In some ways, that sounds a lot like Moses and the long list of laws he gave to the people of Israel. But in other ways, it’s much different. Moses was sent to make a covenant of obedience with the people of Israel. Obey, and God will be your God and bless you. Jesus was sent to make a covenant of the forgiveness of sins. Not, obey, and you will be forgiven, or, bring a sacrifice, and you will be forgiven, but trust in the Lord Jesus Christ, and for the sake of His obedience and sacrifice, you will be forgiven. And then, starting from that status of being forgiven and well-pleasing to God through faith in Christ, the commands St. Paul issues simply show God’s people how to live as Christians, how to imitate God, how to love one another as Christ has loved us.
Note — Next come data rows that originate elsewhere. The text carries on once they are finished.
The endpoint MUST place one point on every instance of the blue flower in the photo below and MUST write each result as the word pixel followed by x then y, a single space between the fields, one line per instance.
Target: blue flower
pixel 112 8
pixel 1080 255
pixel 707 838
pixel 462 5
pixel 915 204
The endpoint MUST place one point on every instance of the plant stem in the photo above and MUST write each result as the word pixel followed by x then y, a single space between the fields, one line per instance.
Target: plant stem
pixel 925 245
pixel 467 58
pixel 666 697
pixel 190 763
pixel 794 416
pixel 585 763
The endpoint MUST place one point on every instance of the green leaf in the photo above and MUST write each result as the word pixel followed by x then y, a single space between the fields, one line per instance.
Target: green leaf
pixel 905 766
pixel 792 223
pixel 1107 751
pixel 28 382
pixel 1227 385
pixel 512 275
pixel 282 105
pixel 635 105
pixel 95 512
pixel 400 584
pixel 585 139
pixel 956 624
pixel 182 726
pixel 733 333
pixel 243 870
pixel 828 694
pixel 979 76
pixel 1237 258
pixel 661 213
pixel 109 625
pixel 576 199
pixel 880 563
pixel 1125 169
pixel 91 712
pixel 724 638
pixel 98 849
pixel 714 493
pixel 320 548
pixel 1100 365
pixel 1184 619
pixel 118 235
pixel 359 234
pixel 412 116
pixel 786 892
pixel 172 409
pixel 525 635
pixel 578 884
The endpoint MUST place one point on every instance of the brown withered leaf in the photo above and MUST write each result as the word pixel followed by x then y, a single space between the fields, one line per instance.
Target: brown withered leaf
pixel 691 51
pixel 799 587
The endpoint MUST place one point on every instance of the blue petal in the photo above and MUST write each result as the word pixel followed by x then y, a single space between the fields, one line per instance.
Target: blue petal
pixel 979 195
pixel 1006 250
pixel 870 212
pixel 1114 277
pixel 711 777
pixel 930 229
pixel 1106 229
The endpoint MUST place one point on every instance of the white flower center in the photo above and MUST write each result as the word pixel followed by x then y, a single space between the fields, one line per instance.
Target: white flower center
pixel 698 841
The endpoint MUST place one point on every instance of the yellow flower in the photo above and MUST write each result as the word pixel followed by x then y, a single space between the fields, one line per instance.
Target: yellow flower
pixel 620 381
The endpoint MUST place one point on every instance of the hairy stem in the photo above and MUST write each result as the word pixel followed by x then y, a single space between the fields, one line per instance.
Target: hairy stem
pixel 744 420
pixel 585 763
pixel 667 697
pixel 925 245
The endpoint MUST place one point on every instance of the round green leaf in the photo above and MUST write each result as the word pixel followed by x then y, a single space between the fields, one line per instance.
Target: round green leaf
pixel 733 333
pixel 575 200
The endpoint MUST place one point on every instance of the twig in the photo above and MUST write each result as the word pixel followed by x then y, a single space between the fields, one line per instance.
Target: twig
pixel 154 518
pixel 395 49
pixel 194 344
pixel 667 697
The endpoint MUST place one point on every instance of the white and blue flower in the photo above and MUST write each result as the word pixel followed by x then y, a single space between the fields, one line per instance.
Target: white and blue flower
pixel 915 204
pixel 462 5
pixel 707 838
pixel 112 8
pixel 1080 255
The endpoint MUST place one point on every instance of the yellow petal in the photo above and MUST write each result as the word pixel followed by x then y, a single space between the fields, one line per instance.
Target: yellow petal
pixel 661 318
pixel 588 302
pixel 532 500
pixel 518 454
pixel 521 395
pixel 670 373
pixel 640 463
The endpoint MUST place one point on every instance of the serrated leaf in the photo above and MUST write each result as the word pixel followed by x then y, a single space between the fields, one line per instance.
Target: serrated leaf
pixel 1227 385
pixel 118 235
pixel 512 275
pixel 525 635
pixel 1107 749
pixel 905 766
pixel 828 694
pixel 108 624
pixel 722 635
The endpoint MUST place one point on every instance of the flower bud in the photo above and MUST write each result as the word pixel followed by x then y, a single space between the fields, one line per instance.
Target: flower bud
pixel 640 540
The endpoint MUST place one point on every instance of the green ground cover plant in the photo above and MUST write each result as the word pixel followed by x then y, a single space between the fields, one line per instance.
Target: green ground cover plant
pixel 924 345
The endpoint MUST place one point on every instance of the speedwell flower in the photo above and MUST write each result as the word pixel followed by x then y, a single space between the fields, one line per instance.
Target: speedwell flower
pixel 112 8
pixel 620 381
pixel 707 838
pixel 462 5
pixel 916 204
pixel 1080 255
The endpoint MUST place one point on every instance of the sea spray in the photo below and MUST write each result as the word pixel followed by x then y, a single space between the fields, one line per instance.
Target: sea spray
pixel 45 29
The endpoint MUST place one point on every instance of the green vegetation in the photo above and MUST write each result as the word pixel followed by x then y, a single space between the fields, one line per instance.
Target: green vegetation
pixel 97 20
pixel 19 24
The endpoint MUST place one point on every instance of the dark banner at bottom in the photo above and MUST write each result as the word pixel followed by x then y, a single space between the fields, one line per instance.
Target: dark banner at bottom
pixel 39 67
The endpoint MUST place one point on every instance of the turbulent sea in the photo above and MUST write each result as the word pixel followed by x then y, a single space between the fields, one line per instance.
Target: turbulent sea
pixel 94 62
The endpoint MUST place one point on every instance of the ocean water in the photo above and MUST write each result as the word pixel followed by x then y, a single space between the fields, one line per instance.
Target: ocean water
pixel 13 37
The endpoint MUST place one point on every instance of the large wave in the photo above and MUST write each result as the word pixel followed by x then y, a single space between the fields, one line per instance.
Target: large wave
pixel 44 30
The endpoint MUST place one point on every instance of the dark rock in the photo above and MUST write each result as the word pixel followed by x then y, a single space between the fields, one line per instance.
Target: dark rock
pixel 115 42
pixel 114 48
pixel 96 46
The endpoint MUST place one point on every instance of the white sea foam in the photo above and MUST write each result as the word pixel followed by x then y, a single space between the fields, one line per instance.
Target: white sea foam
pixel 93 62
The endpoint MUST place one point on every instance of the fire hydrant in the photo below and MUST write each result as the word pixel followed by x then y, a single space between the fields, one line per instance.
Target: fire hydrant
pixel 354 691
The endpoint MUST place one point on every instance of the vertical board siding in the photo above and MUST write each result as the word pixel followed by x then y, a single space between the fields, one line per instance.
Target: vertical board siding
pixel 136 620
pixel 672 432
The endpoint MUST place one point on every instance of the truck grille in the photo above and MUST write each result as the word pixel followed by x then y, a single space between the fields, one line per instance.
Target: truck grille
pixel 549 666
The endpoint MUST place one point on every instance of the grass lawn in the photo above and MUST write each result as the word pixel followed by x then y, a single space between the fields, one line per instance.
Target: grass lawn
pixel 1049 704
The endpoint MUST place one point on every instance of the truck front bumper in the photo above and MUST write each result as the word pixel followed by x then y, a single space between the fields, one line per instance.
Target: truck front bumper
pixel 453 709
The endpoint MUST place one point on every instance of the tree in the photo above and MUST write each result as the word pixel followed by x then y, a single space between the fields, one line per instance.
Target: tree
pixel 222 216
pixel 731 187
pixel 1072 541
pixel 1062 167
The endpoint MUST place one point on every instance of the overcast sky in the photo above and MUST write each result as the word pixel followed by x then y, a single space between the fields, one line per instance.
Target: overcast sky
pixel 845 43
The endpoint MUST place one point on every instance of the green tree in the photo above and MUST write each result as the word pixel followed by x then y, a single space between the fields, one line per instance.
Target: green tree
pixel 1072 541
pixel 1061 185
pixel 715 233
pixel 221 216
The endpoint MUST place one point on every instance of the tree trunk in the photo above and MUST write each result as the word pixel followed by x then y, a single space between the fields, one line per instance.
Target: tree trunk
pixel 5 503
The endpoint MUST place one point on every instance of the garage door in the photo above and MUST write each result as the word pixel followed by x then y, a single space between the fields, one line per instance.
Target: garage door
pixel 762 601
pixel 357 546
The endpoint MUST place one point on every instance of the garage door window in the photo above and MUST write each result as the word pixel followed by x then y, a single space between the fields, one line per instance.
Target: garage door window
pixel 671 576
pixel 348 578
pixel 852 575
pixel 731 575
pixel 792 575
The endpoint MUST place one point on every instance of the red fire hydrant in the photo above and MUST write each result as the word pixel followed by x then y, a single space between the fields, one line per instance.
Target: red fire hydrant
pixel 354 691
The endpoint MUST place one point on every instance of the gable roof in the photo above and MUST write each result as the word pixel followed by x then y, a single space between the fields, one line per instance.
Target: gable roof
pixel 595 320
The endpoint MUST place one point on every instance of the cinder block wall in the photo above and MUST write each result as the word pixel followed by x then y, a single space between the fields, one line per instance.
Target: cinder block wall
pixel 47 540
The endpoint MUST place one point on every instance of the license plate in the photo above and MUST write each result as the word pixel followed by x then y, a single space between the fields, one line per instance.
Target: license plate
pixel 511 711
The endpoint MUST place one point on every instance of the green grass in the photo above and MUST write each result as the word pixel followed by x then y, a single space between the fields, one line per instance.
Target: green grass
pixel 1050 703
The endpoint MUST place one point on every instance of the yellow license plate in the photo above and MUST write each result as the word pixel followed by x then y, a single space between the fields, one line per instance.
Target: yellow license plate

Moses changed water into blood. Jesus changed water into wine. But to bring it full circle, Jesus now takes wine and, with it, gives us His blood to drink in a holy Sacrament. Moses gave Israel bread from heaven. Jesus is the living bread that came down from heaven, and now gives us His body with the bread of His Supper, to make us one with Him, to feed us with His flesh and blood, for the forgiveness of sins, for the strength to live another day in this chaotic and evil world. Moses accompanied Israel in the wilderness and led them up to the Promised Land, but died before he could lead them into it. Jesus is the Prophet who will not only accompany us in this wilderness, but died and rose from the dead so that He can see us safely across the border of eternal life. That—together with everything else—makes Him a better Prophet than Moses by far. Amen.